Teatro San Carlo 2023-24 Review: La Gioconda

Anna Netrebko & Ludovic Tézier Lead a Solid Performance of Ponchielli’s Rarely Performed Work

By Francisco Salazar

Editor’s note: The initial review is for the performance on April 10, 2024 and was written by Francisco Salazar. The addendum is for the performance on April 13, 2024 and was written by David Salazar, who attended both performances.

It’s been 47 years since Ponchielli’s “La Gioconda” has been shown at the Teatro San Carlo.

Considered one of the most difficult works in the repertoire, it requires all six voice types and is rarely performed for this reason. For the new 2024 production, the Naples theater brought an all-star cast featuring three of the biggest opera stars in the world and three rising stars.

The result was an evening that had some mixed results but ultimately satisfied in many ways.

An Old Soul But Refreshing 

For the new production, which is set to arrive at the Gran Teatre del Liceu in a future season, the Teatro San Carlo brought on French director Romain Gilbert. The production is set against the backdrop of a 17th century Venetian wall that transforms from a palace to a dock to a burned-down dock and a town square. It’s austere in its color but economical and fluid in its conception as the first and second act seamlessly move from scene to scene. The chorus is well-placed throughout and there are ballet dancers in the first act that showcase some spectacular movements including one dancer lifting two others, as well as dancers doing handstands on cartons, all while moving in a synchronized choreography. There are also some interesting special effects like the boat burning at the end of Act two.

The Act three Dance of the Hours, choreographed by Vincent Chaillet, essentially tells the story of Laura who is trapped and rescued by her lover from her tyrannical husband. It was well-danced by Cittoria Bruno and Salvatore Manzo. They moved about with smoothness and elegance as they danced their pas-de-deux. The only letdown came at the end as the allegro music saw an overcrowded stage of choral dancers moving about as if they were restricted by the lack of room. It also felt anticlimactic for a ballet that ends with such energetic music.

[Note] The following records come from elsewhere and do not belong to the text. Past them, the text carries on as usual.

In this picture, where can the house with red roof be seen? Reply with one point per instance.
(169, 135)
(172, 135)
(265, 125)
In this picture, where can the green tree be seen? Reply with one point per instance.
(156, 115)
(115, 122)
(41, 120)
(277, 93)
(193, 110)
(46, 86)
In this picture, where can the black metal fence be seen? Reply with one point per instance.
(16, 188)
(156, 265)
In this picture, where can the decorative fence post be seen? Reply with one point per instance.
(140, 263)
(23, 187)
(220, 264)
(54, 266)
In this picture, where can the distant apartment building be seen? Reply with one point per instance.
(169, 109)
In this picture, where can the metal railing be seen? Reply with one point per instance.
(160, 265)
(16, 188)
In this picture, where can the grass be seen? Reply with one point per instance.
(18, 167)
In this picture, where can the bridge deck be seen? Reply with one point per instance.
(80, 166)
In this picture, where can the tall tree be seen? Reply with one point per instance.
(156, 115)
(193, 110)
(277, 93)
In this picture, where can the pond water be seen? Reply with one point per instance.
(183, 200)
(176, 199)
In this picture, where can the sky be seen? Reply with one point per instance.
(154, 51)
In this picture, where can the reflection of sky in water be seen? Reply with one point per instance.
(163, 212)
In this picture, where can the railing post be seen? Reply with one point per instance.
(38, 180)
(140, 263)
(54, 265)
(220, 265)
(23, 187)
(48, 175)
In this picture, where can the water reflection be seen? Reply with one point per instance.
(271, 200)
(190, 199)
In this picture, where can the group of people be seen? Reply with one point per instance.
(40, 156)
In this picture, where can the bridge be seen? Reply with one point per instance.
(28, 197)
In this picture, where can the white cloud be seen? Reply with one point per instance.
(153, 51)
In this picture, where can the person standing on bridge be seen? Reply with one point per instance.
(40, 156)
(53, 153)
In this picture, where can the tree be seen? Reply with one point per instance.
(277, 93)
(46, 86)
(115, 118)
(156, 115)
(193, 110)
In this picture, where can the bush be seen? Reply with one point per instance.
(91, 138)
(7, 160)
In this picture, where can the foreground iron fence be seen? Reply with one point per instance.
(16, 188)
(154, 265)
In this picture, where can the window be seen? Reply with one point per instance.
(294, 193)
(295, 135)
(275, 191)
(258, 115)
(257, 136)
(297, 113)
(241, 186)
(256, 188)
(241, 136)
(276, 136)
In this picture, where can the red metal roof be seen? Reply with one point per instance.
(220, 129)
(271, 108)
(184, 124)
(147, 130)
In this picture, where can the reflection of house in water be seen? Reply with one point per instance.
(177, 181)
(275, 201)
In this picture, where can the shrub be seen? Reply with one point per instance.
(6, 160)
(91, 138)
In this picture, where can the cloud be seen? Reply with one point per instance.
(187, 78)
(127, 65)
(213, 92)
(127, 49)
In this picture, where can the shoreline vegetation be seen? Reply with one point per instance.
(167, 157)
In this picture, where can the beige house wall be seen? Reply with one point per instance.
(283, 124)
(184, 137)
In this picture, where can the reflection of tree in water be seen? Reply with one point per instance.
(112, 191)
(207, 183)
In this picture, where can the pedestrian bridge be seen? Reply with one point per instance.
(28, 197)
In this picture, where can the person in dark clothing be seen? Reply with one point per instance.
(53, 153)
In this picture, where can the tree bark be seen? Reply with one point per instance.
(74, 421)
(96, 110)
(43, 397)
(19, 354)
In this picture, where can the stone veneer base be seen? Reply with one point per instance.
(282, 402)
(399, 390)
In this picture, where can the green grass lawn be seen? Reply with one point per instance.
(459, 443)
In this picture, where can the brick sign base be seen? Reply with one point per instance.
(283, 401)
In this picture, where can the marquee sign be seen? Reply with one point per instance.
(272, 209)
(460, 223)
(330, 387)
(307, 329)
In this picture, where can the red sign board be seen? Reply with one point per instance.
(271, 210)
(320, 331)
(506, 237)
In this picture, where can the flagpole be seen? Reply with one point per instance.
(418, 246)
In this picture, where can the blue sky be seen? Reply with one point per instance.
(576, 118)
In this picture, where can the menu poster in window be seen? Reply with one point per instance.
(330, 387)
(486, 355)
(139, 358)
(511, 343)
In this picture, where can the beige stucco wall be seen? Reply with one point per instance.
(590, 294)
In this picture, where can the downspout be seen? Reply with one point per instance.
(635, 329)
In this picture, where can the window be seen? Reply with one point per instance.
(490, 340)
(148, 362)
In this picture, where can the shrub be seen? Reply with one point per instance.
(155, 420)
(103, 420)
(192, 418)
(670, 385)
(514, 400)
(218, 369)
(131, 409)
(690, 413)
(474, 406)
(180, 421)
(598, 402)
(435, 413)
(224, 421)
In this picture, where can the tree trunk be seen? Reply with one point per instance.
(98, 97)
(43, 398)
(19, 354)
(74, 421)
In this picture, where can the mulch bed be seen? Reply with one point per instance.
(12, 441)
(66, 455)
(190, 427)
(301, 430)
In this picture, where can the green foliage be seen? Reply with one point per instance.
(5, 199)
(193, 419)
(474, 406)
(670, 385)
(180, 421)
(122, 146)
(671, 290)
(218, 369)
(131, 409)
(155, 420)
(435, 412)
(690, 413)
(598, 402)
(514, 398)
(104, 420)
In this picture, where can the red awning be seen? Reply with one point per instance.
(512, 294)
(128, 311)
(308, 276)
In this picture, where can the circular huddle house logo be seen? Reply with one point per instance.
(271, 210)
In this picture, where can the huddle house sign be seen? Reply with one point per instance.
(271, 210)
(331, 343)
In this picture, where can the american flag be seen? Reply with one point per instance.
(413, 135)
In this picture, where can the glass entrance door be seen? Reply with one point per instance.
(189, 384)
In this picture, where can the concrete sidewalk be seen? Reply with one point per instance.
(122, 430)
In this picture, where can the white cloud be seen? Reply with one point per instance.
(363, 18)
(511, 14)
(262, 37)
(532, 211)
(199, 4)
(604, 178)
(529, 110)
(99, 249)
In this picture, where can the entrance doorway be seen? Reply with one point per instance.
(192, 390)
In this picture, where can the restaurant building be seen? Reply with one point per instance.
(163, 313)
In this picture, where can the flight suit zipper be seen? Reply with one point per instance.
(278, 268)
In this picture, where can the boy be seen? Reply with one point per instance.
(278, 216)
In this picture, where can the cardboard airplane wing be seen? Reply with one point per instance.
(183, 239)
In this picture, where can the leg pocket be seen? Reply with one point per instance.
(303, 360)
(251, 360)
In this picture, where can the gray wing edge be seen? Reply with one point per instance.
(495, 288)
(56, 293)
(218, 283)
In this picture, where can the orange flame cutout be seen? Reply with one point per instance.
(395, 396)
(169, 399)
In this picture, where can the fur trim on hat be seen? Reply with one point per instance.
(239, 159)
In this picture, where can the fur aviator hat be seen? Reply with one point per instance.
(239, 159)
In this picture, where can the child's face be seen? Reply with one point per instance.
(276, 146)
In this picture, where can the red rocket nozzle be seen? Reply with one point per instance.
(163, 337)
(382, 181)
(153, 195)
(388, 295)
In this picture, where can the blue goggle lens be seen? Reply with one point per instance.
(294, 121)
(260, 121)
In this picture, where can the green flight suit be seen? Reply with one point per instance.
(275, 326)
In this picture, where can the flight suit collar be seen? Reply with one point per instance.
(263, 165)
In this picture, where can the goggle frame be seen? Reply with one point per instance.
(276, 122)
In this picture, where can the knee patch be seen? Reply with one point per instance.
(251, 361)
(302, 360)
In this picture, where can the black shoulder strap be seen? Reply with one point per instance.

The costume designs by Christian Lacroix were also spectacular as they provided some elegance and color to the sets. In all, the production was refreshing as it was not trying to redefine the opera or lecture the viewer. It was simply letting the music and its singers do what they do best.

That said, I wish Gilbert would have had more time to work with his cast as half of them were coming from Salzburg and were in Naples for only one week. There was some tentativeness in some of the blocking and some of the character dynamics between Gioconda and La Cieca and Barnaba could have been stronger.

Unsteadiness But Intense

One of the evening’s drawers was undoubted Jonas Kaufmann. Having come from Salzburg where he made his stage role debut, the tenor’s voice sounded dried out and his legato lines had some arid quality. His high notes, while potent and heroic, were often cautious in execution. Many times the German tenor rose up to the high notes, only to move on from them as soon as possible, creating a general unease every time he would approach a high note. These issues were first apparent in his Act one duet with Barnaba, “Enzo Grimaldo, Principe di Santafior, che pensi?” where Kaufmann’s legato phrases were hard-edged and not flowing the way he has been known for. There were even some skips in his voice as he was ascending into his upper range. Right before “Cielo e Mar,” Kaufmann seemed to clear his throat, but throughout the famed aria, he struggled to get through the legato lines and his signature piannissi were arid and harsh. His climatic High B Flat on “Vieni” was cut short and on his final note, he tried to start forte and go piano all while lying down. It didn’t work and he immediately aborted the piano and crescendoed as fast he could to end the high note as soon as possible. But one has to give credit to Kaufmann, as he is one of the few tenors today who can phrase a line with delicacy and clarity and tries to give different colors with his voice. Even though it was clear he was struggling, he did his utmost to not compromise on his artistic vision for the aria.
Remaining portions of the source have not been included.